Ethernet adapter Local Area Connection:

Connection-specific DNS Suffix . :
Description . . . . . . . . . . . : Broadcom 440x 10/100 Integrated Cont
roller
Physical Address. . . . . . . . . : 00-0D-56-27-D4-DA
Dhcp Enabled. . . . . . . . . . . : Yes
Autoconfiguration Enabled . . . . : Yes
IP Address. . . . . . . . . . . . : 0.0.0.0
Subnet Mask . . . . . . . . . . . : 0.0.0.0
Default Gateway . . . . . . . . . :
DHCP Server . . . . . . . . . . . : 255.255.255.255

C:\WINDOWS\SYSTEM32>


C:\WINDOWS\SYSTEM32>ipconfig /release

Windows IP Configuration


Ethernet adapter Local Area Connection:

Connection-specific DNS Suffix . :
IP Address. . . . . . . . . . . . : 0.0.0.0
Subnet Mask . . . . . . . . . . . : 0.0.0.0
Default Gateway . . . . . . . . . :

C:\WINDOWS\SYSTEM32>

C:\WINDOWS\SYSTEM32>ipconfig /renew

Windows IP Configuration

An error occurred while renewing interface Local Area Connection : unable to con
tact your DHCP server. Request has timed out.

C:\WINDOWS\SYSTEM32>


----------



## V0lt (Sep 14, 2002)

Try putting http://10.36.64.1 into a browser and see if it takes you to the page you're looking for.


----------



## kurtgodel (Jan 4, 2006)

Fox said:


> Try putting http://10.36.64.1 into a browser and see if it takes you to the page you're looking for.


That doesn't come up either with the wireless router plugged (no connection) or with just the cable modem (working Internet connection). But that's not the router's admin page address, it's the DHCP address. Should that produce a page in a browser?


----------



## johnwill (Sep 26, 2002)

OK, you seem to have some issue with the stack. Let's try resetting the TCP/IP stack to defaults.


*TCP/IP stack repair options for use with Windows XP with SP2.*

For these commands, *Start, Run, CMD* to open a command prompt.

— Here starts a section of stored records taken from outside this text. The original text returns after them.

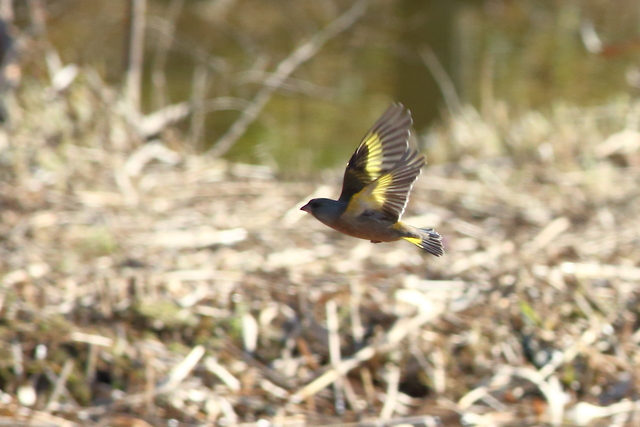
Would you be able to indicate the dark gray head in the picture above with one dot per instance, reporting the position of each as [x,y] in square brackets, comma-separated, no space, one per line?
[325,210]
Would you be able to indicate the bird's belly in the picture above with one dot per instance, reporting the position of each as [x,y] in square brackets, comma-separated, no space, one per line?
[366,228]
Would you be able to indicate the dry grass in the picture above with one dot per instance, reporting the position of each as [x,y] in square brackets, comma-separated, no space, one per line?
[141,284]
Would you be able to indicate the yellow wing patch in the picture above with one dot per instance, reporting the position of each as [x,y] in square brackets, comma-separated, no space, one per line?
[373,162]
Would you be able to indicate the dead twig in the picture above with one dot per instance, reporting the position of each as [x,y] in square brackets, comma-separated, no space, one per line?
[299,56]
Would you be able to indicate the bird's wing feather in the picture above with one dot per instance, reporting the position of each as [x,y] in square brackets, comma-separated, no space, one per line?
[390,192]
[380,150]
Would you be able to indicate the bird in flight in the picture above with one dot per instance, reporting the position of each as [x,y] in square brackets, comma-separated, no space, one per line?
[376,187]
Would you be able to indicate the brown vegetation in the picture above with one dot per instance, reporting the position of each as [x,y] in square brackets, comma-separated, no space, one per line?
[142,284]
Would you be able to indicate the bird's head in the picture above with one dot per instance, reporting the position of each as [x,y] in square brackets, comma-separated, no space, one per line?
[326,210]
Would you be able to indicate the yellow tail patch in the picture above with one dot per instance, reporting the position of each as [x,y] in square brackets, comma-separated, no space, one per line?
[415,240]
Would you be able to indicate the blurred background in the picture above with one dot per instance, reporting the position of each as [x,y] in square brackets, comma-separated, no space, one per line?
[155,268]
[522,55]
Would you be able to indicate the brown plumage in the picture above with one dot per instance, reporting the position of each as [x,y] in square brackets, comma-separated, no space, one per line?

Reset WINSOCK entries to installation defaults: *netsh winsock reset catalog*

Reset TCP/IP stack to installation defaults. *netsh int ip reset reset.log*


----------



## kurtgodel (Jan 4, 2006)

johnwill said:


> OK, you seem to have some issue with the stack. Let's try resetting the TCP/IP stack to defaults.
> 
> 
> *TCP/IP stack repair options for use with Windows XP with SP2.*
> ...


C:\WINDOWS\SYSTEM32>netsh winsock reset catalog

(dialog box This application has failed to start because framedyn.dll was not found. Re-installing the application may fix this problem.

The following helper DLL cannot be loaded: DGNET.DLL.

Sucessfully reset the Winsock Catalog.
You must restart the machine in order to complete the reset.


C:\WINDOWS\SYSTEM32>netsh int ip reset reset.log

(dialog box This application has failed to start because framedyn.dll was not found. Re-installing the application may fix this problem.

The following helper DLL cannot be loaded: DGNET.DLL.

---------------

Interestingly, doing this had the effect of break my regular, wired Internet the first time I rebooted--the same way it's broken when I connect the wireless router--but when I turned everything off and back on, it came back.


----------



## johnwill (Sep 26, 2002)

If those commands are finding missing files, you have some corruption of your XP installation. As long as you're running XP-SP2, those commands should run error-free. I think I'd consider a repair installation over the machine at this time.


----------



## kurtgodel (Jan 4, 2006)

johnwill said:


> If those commands are finding missing files, you have some corruption of your XP installation. As long as you're running XP-SP2, those commands should run error-free. I think I'd consider a repair installation over the machine at this time.


Do you mean reinstalling SP2 in Windows Update?

Keep in mind that my Internet connection direct through the cable model (what I'm using now) works fine. Could this sort of issue break the connectivity when using the wireless but NOT break it otherwise?


----------



## johnwill (Sep 26, 2002)

What I'm saying is that the two commands I mentioned should run error-free on a functional XP-SP2 system, either Home or Pro. Since you're finding missing files, your installation appears corrupted.


----------